En réalité, les difficultés actuelles du groupe Dexia trouvent leurs racines dans la stratégie qu'il a menée depuis le milieu des années 1990 jusqu'à son premier sauvetage en octobre 2008. Lors de son audition devant la commission des finances, Pierre Mariani, administrateur délégué de Dexia, a rappelé les nombreux errements de l'équipe dirigeante à laquelle il a succédé :

« L'heure n'est pas encore au bilan, mais permettez-moi de revenir sur l'origine des difficultés du groupe. Loin d'être dissimulée, sa stratégie était clairement exposée dans le document stratégique présenté en septembre 2006 aux marchés financiers, autour de quatre priorités.

« Premier axe : l'expansion internationale, ou la conquête du monde . Il s'agissait de faire de Dexia le leader mondial du financement des collectivités locales. Seuls manquaient au tableau l'Inde et la Chine ; entre la privatisation et 2008, les encours de crédits étaient passés de 60 à environ 400 milliards d'euros.

« Deuxième axe : le développement de FSA, assurance des collectivités locales, et des monolines pour crédits subprimes aux Etats-Unis . Dexia devait apporter une "vision d'expertise", et assurait faire preuve de "prudence" dans l'assurance de subprimes, identifiée comme le principal secteur d'expansion aux Etats-Unis. À l'automne 2008, le rehaussement de crédit des collectivités locales américaines représentait environ 400 milliards de dollars, et l'assurance d'asset backed securities (ABS) aux Etats-Unis environ 115 milliards de dollars.

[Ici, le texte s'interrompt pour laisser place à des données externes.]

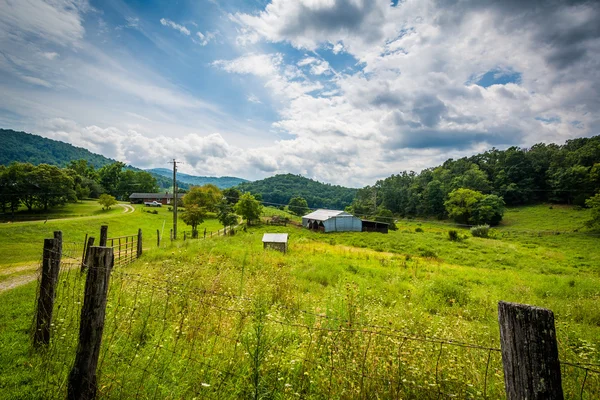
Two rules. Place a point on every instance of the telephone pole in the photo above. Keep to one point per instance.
(175, 198)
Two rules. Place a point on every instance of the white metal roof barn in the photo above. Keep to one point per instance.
(332, 221)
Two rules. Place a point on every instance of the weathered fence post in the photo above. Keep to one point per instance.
(82, 379)
(86, 258)
(103, 235)
(45, 305)
(529, 352)
(84, 251)
(139, 249)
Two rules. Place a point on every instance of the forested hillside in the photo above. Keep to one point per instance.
(279, 189)
(568, 174)
(27, 148)
(222, 182)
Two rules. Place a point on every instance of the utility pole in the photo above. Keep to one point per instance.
(175, 197)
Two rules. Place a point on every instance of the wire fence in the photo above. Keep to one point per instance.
(169, 337)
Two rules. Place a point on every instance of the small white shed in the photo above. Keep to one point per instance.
(275, 241)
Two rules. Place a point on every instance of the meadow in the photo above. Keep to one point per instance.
(409, 314)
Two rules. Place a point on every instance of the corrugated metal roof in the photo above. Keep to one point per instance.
(275, 237)
(324, 215)
(152, 195)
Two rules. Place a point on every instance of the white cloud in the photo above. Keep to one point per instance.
(253, 99)
(50, 55)
(55, 21)
(177, 27)
(205, 38)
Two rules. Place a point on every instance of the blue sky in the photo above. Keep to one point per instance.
(344, 91)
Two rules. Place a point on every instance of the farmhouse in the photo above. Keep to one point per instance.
(275, 241)
(140, 198)
(332, 221)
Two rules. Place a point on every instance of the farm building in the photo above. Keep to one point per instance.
(275, 241)
(332, 221)
(140, 198)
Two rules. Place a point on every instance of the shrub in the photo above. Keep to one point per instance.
(453, 235)
(480, 231)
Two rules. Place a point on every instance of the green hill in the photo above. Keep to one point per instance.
(28, 148)
(279, 189)
(223, 182)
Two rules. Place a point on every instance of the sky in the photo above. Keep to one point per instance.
(342, 91)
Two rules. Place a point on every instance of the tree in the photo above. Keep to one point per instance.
(207, 197)
(594, 204)
(109, 177)
(225, 214)
(232, 195)
(461, 204)
(249, 208)
(107, 201)
(385, 215)
(194, 216)
(298, 206)
(488, 210)
(468, 206)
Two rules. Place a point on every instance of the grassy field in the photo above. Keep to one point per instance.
(21, 242)
(346, 315)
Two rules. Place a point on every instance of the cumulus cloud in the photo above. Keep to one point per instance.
(419, 61)
(177, 27)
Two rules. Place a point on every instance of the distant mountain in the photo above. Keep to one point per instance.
(223, 182)
(34, 149)
(279, 189)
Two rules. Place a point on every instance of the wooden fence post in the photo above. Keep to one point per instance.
(139, 249)
(84, 251)
(103, 235)
(82, 378)
(45, 305)
(86, 258)
(529, 352)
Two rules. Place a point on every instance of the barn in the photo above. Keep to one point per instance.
(140, 198)
(332, 221)
(275, 241)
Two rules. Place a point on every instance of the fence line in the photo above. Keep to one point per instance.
(165, 337)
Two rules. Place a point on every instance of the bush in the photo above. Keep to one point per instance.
(453, 235)
(480, 231)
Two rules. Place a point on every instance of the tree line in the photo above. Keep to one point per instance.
(45, 186)
(568, 174)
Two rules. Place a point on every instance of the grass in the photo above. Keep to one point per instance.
(220, 318)
(82, 208)
(21, 242)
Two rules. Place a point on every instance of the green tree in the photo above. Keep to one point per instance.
(298, 206)
(194, 216)
(488, 210)
(249, 208)
(461, 204)
(225, 214)
(385, 215)
(109, 177)
(107, 201)
(232, 195)
(207, 197)
(594, 204)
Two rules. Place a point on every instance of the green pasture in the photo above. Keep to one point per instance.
(175, 311)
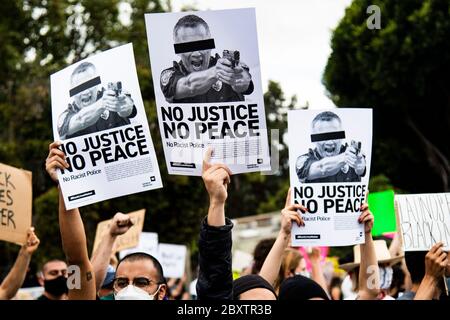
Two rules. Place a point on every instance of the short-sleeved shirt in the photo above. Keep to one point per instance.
(107, 120)
(219, 91)
(304, 162)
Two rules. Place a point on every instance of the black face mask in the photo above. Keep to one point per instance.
(57, 286)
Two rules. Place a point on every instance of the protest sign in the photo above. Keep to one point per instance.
(127, 240)
(15, 204)
(382, 206)
(207, 82)
(329, 158)
(99, 115)
(424, 220)
(173, 259)
(148, 243)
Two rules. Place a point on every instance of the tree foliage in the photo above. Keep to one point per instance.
(401, 71)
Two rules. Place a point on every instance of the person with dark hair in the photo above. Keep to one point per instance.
(330, 161)
(94, 109)
(139, 276)
(301, 288)
(16, 276)
(198, 77)
(335, 289)
(100, 259)
(260, 253)
(72, 232)
(53, 277)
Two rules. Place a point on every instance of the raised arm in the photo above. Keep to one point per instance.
(215, 279)
(72, 232)
(369, 272)
(316, 269)
(14, 280)
(435, 264)
(271, 267)
(120, 224)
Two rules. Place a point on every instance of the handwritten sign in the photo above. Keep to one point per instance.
(15, 204)
(173, 259)
(424, 220)
(127, 240)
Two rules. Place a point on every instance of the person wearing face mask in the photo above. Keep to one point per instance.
(330, 161)
(53, 277)
(139, 276)
(198, 77)
(93, 108)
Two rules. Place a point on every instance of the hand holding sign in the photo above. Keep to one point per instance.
(216, 178)
(55, 159)
(367, 218)
(289, 214)
(120, 224)
(32, 241)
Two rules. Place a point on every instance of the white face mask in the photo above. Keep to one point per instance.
(134, 293)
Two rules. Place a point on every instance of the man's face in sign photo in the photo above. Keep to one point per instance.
(88, 96)
(328, 148)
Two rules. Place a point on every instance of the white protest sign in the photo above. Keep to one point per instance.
(329, 159)
(208, 89)
(148, 243)
(15, 204)
(99, 115)
(241, 260)
(173, 259)
(424, 220)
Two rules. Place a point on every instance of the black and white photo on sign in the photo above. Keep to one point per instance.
(211, 60)
(329, 160)
(97, 100)
(98, 114)
(207, 82)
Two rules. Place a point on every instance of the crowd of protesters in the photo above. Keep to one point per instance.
(279, 271)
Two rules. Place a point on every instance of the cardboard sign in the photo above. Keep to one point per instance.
(173, 259)
(329, 159)
(15, 204)
(148, 243)
(207, 82)
(127, 240)
(424, 220)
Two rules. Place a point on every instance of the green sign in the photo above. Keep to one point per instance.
(382, 206)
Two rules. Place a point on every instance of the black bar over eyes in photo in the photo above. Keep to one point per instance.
(328, 136)
(84, 86)
(194, 46)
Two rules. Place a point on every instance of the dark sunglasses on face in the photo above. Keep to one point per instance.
(140, 282)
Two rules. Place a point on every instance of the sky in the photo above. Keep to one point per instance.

« Troisième axe : la sophistication croissante de l'offre de crédit aux collectivités locales , autour de crédits structurés, présentés comme un gage de modernité. Dexia offrait à ses clients 3 produits différents en 1995, 167 en 2006 et 224 à l'automne 2008 !

« Quatrième priorité stratégique : le renforcement des portefeuilles obligataires , passés de 50 milliards d'euros à 225 milliards d'euros, soit 25 fois les fonds propres de la banque, contre une moyenne européenne de 4 à 5, et un ratio de 7 à 8 pour les banques allemandes ! ».

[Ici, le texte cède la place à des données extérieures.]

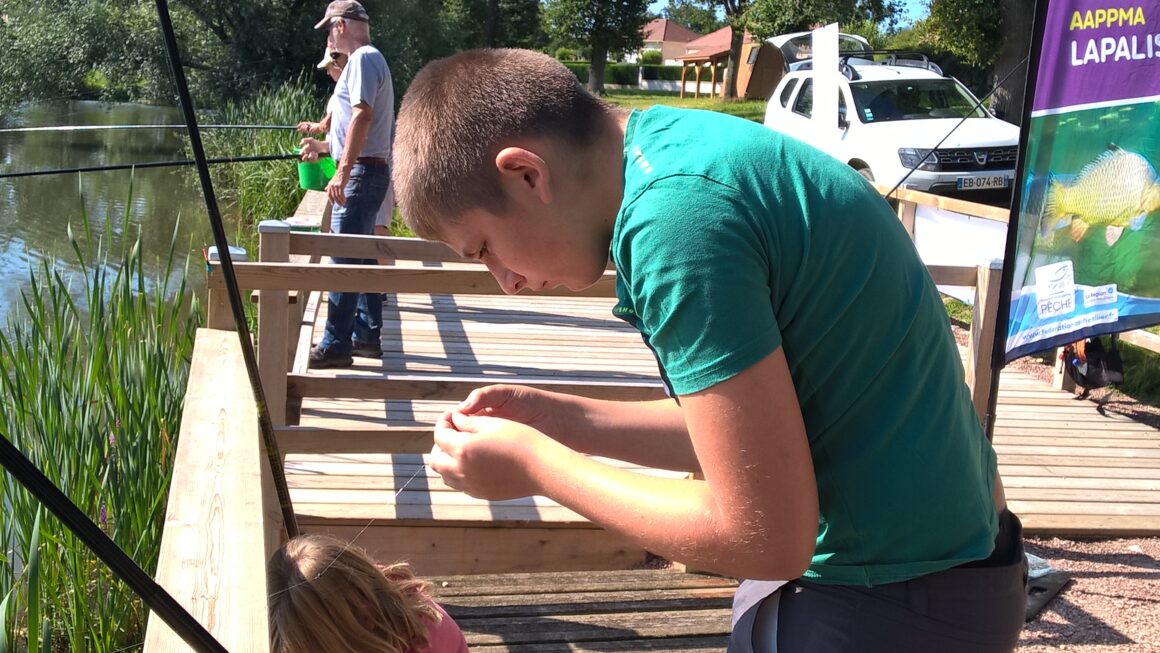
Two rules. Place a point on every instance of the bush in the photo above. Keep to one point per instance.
(652, 57)
(669, 73)
(579, 69)
(623, 74)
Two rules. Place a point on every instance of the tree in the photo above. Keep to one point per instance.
(607, 27)
(694, 14)
(990, 34)
(493, 23)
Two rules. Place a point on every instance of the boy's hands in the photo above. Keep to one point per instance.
(486, 457)
(516, 403)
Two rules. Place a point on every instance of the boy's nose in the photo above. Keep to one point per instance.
(510, 282)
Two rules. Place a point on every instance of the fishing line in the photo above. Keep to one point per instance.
(273, 455)
(963, 120)
(150, 165)
(114, 128)
(153, 595)
(422, 468)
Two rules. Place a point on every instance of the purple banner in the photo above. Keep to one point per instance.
(1097, 51)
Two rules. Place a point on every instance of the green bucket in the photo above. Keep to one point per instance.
(314, 175)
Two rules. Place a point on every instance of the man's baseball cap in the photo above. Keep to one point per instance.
(349, 9)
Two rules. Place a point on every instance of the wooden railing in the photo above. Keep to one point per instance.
(432, 268)
(223, 519)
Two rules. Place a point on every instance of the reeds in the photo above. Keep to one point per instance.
(92, 378)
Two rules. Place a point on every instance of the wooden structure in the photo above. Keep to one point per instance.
(631, 610)
(353, 442)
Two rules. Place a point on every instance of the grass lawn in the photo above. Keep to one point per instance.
(748, 109)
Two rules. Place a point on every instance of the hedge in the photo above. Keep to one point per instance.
(623, 74)
(671, 73)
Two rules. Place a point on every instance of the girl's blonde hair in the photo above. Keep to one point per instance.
(328, 596)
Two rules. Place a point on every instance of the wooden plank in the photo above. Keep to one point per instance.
(450, 549)
(403, 440)
(546, 585)
(964, 207)
(214, 545)
(372, 247)
(588, 628)
(273, 324)
(463, 280)
(457, 386)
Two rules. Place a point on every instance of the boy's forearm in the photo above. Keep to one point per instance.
(645, 433)
(676, 519)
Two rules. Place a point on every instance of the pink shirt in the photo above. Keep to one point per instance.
(446, 636)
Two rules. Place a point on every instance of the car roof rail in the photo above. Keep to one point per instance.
(848, 71)
(894, 58)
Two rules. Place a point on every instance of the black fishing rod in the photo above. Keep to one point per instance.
(114, 128)
(963, 120)
(149, 165)
(152, 594)
(274, 457)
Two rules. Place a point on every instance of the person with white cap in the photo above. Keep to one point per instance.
(360, 140)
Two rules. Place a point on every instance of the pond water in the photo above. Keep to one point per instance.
(35, 212)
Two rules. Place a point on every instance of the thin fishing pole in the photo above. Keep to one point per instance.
(152, 594)
(231, 281)
(114, 128)
(963, 120)
(149, 165)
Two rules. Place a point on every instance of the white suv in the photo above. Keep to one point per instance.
(903, 108)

Au total, cette stratégie a conduit Dexia à affronter un « mur de la dette à court terme » qu'elle se trouvait dans l'impossibilité de refinancer. Pierre Mariani a indiqué qu'en octobre 2008, le bilan était financé à 43 % à court terme, soit « 260 milliards d'euros de besoins de financement à court terme - l'équivalent de la dette de la Grèce ». Selon lui, il s'agit là du « péché originel » de la banque.

L'évaluation préalable annexée à l'article 4 du présent projet de loi confirme cette analyse : « la situation de Dexia est très spécifique parmi les banques européennes, notamment du fait d'un déséquilibre bilanciel dû au financement à court terme de portefeuilles obligataires de maturité longue . A fin juin 2011, le montant du financement court terme de Dexia s'élevait encore à 96 milliards d'euros, ce qui constitue une amélioration notable par rapport à la situation de fin 2008 ».

Par ailleurs, Michel Bouvard, président de la commission de surveillance de la Caisse des dépôts et consignations (CDC), actionnaire à hauteur de 20 % de Dexia SA, a estimé, devant la commission des finances le 12 octobre, que si la société était bien gérée depuis 2008, « [il n'exonérait] rien avant cette date ». En particulier, il s'est étonné de certaines dérives dans les pratiques commerciales dans le courant des années 2000.

Augustin de Romanet, directeur général de la CDC, lors de la même audition, a lui-même fait valoir que, en tant que représentant de la CDC au conseil d'administration de Dexia SA, il s'était « vivement opposé à Axel Miller lors d'un conseil d'administration en juillet 2008, mais [...] les mauvaises décisions avaient déjà été prises ». Il a estimé que les risques pris par Dexia avaient clairement été sous-estimés .


* 1 Le Crédit local de France est lui-même l'héritier d'un établissement public, la Caisse d'aide à l'équipement des collectivités locales, la CAECL.